Des écueils, qu’il convient de prendre au sérieux
Pourquoi si l’on considère tous les avantages précités, les entreprises sont-elles si frileuses à se lancer dans l’aventure ? « On a bien sûr un phénomène normal de résistance au changement », avance alors Jean-Claude Tagger. Mais encore ? « Au delà, il y a de réelles questions quant à la performance des technologies … » Que l’on ne s’y trompe pas, en théorie ces performances ne se verront pas tronquées par rapport à des applications locales, au contraire… « Mais se posent tout de même des questions de disponibilité. Bien sûr les prestataires du Cloud affichent des disponibilités de 99,99%, mais qu’en est-il des opérateurs réseaux ? Si toutes les applications d’une entreprise sont stockées à l’extérieur et qu’une coupure réseau survient une journée, c’est toute l’entreprise qui est paralysée une journée. » La question mérite d’être prise au sérieux, d’autant que même si les débits ne font que prendre de l’ampleur, si tout le monde l’utilise pour tout ses process, on n’est pas à l’abri de la saturation. « Il ne faudra pas tout déléguer au Cloud et certainement en garder à l’échelle de l’entreprise pour parer à ces éventuelles difficultés », conclut sur cette question Jean-Claude Tagger.
Autre sujet, autre problème envisagé : la sécurité des données. Psychose ou réels enjeux, les conférenciers semblent assez unanimes. Les problèmes liés à la sécurité ne sont pas réellement amplifiés lorsque l’on utilise le Cloud. « Ces problèmes sont les mêmes que pour les systèmes d’informations en général. La solution reste le cryptage avec les problèmes corollaires d’action sur les données cryptées : c’est un vrai sujet de recherche. Aujourd’hui on a du mal à travailler et à agir sur des données cryptés, sans passer par un décryptage », avance sur ce sujet Bruno Doucende. « Au contraire, assure sur le sujet de la protection des données Jean-Max Verseille, votre centre de serveurs dans le Cloud sera équipé de la dernière version du pare-feux le plus performant, avec des mis à jour en temps réel. La petite PME du coin n’aurait pas forcément pu se le permettre. »

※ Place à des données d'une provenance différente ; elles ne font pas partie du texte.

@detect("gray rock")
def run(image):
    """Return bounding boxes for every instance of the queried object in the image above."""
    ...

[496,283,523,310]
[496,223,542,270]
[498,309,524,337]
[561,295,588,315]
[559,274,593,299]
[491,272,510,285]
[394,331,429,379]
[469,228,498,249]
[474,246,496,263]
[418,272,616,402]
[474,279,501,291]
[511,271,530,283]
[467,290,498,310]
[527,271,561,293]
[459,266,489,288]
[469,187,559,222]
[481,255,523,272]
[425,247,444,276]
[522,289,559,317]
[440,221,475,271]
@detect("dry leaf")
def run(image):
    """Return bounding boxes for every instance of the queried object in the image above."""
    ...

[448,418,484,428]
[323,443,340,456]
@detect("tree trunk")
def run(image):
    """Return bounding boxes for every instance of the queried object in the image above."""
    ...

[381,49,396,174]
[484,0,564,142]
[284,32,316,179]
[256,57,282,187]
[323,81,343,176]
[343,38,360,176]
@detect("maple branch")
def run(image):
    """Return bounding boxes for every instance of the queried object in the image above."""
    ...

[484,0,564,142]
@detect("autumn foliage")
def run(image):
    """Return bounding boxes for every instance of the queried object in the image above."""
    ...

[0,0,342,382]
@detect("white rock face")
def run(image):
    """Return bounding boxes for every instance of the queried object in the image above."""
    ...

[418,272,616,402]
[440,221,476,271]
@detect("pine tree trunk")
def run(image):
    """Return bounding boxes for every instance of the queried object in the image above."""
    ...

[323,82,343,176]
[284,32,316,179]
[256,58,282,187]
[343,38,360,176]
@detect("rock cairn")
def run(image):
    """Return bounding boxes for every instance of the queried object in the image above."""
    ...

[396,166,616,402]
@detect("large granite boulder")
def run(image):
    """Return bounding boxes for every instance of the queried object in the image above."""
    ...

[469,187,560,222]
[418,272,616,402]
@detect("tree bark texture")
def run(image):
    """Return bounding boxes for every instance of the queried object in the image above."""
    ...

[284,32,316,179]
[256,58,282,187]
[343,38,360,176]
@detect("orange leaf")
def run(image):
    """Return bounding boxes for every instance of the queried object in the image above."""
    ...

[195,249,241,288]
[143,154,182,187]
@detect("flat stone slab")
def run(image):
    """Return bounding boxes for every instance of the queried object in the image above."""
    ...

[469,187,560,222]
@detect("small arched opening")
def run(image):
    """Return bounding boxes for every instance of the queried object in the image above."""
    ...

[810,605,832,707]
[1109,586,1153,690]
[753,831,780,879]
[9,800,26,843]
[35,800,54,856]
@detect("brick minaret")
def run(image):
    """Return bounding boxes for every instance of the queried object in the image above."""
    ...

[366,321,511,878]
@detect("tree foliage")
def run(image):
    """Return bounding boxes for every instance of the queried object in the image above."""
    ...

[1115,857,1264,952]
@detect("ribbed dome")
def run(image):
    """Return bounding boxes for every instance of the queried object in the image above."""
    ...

Reste un écueil non négligeable, celui des solutions juridiques. Le stockage externe des données, personnelles, notamment, poussent à se poser certaines questions. Pour y répondre, parole à Jean-Marie Nazarenko, correspondant informatique et liberté de l’Incubateur Belle de Mai.
Interview Jean Marie Nazarenko – Conférence… par incubateurbelledemai
En somme, et comme souvent, le Cloud Computing n’est ni tout blanc ni tout noir. Ni un miracle ni une bombe à retardement. La vérité est entre les deux, et le salut résidera dans les modalités d’usage : savoir disposer du Cloud lorsque celui-ci apporte de réels avantages, sans pousser l’utilisateur vers des travers périlleux.
Quoi qu’il en soit, les débats sont loin d’être terminés, notamment concernant la sécurité des données personnelles. Nous sommes à une époque charnière sur ce sujet, et les récentes conclusions de la CNIL risquent bien de donner un grand coup dans la fourmilière. Affaire à suivre.